Brandons Plan ist der Kern des Eisenbahnwesens der Zukunft,“ so stand im Jahrgang 1868 der „Gartenlaube“ zu lesen, und der Plan, den sie im Auge hatte, das war der „Passagierporto“–Plan, den eben damals der Engländer Raphael Brandon in einer Schrift öffentlich dargelegt hatte, der Plan, wonach der Mensch um drei Pence oder rund 30 Pfennig von einem Ende des britischen Inselreichs bis zum andern befördert werden sollte, so gut wie um einen Penny der Brief. Es hat lange gedauert, bis die Prophezeiung der „Gartenlaube“ in Erfüllung ging, obgleich bald nach Brandon in Deutschland der unermüdlich rührige Perrot für denselben Gedanken eintrat und andere, wie Hertzka (1884) und Engel (1888), ihm folgten; indessen sind wir heute doch schon so weit, daß wir sagen können, sie ist in Erfüllung gegangen.

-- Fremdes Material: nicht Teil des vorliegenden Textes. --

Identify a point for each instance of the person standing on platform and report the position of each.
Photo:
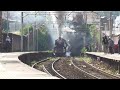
(111, 46)
(105, 44)
(119, 45)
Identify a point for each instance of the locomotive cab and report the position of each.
(60, 47)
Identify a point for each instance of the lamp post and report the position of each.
(101, 28)
(22, 31)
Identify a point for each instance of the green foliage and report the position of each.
(95, 35)
(25, 29)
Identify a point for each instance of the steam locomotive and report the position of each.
(60, 47)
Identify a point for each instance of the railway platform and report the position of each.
(114, 56)
(12, 68)
(112, 59)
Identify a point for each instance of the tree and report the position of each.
(95, 36)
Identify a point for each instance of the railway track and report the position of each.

Aber es war nicht das britische Inselreich, welches den ersten Schritt auf der neuen Bahn that, wie es den ersten in der epochemachenden Umwälzung des Briefportowesens gethan hatte. Auch das Deutsche Reich nahm nicht die Führung auf dem Felde der Verkehrspolitik, wie noch im Jahre 1888 nach Erscheinen des Buches von Eduard Engel ein optimistischer Plauderer in der „Gartenlaube“ gleichsam als selbstverständlich sich ausgemalt hatte. Oesterreich-Ungarn ist das Land, das Kühnheit genug besaß, den lange nur litterarisch vertretenen Gedanken im großen praktisch zu erproben, und es fand seinen Nachfolger in keinem der Staaten, die man als die vornehmsten Träger der europäischen Kultur zu betrachten pflegt, sondern in dem erst jetzt allmählich an die Kulturwelt sich anschließenden Rumänien – gewiß eine sonderbare Erscheinung!

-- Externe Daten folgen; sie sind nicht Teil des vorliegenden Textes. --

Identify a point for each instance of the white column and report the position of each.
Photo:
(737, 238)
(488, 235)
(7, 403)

Freilich, Brandons Gedanke war doch nur der Kern derjenigen Einrichtungen, die heute in Oesterreich und Ungarn eingeführt sind und die wir bis auf weiteres als Mustervorlage des modernen Eisenbahnwesens betrachten dürfen. Unter dem überwältigenden Eindruck von dem Siegeslaufe, den Rowland Hills „Pennyporto“ durch die Welt nahm, hatte Brandon die wesentlichen Unterschiede zwischen der Personen- und Briefbeförderung übersehen und war in ein undurchführbares Extrem verfallen. Die Kosten bei der Beförderung von Briefen bestehen lediglich aus denjenigen, welche bei der Uebernahme und Abgabe der Briefe auflaufen; während der Beförderung selbst erwachsen der Post so gut wie gar keine neuen Auslagen, und mit Rücksicht darauf konnte das Briefporto unabhängig von der Länge der Beförderungsstrecke einheitlich bemessen werden. Da ferner das geringe Gewicht und der kleine Umfang der Briefe es gestatteten, die Beförderung einer nahezu unbeschränkten Anzahl derselben mit den vorhandenen Betriebsmitteln zu bewältigen, so stufte man das Briefporto innerhalb eines Postgebiets nur einmal nach dem Gewichte ab. Anders bei der Beförderung von Personen! Die Kosten bei der Uebernahme und bei der Abgabe sind hier sehr geringe, dagegen wachsen sie während der Beförderung mit jedem Stücke zurückgelegten Wegs infolge des Aufwands an Brennmaterial, Abnutzung der Wagen und Lokomotiven, des Eisenbahnoberbaus, infolge von Wechsel des Personals, der Wagen und Maschinen und dergleichen. Die Eisenbahnen können daher unmöglich bei der Bemessung des Fahrpreises die Länge der Beförderungsstrecke außer acht lassen, wie dies bei der Briefpost geschieht. Auch ist die Leistungsfähigkeit der Bahnen hinsichtlich des Personenverkehrs eine verhältnißmäßig viel beschränktere, die Anlageverhältnisse, die Menge der Betriebsmittel und dergleichen ziehen hier genau umschriebene Grenzen.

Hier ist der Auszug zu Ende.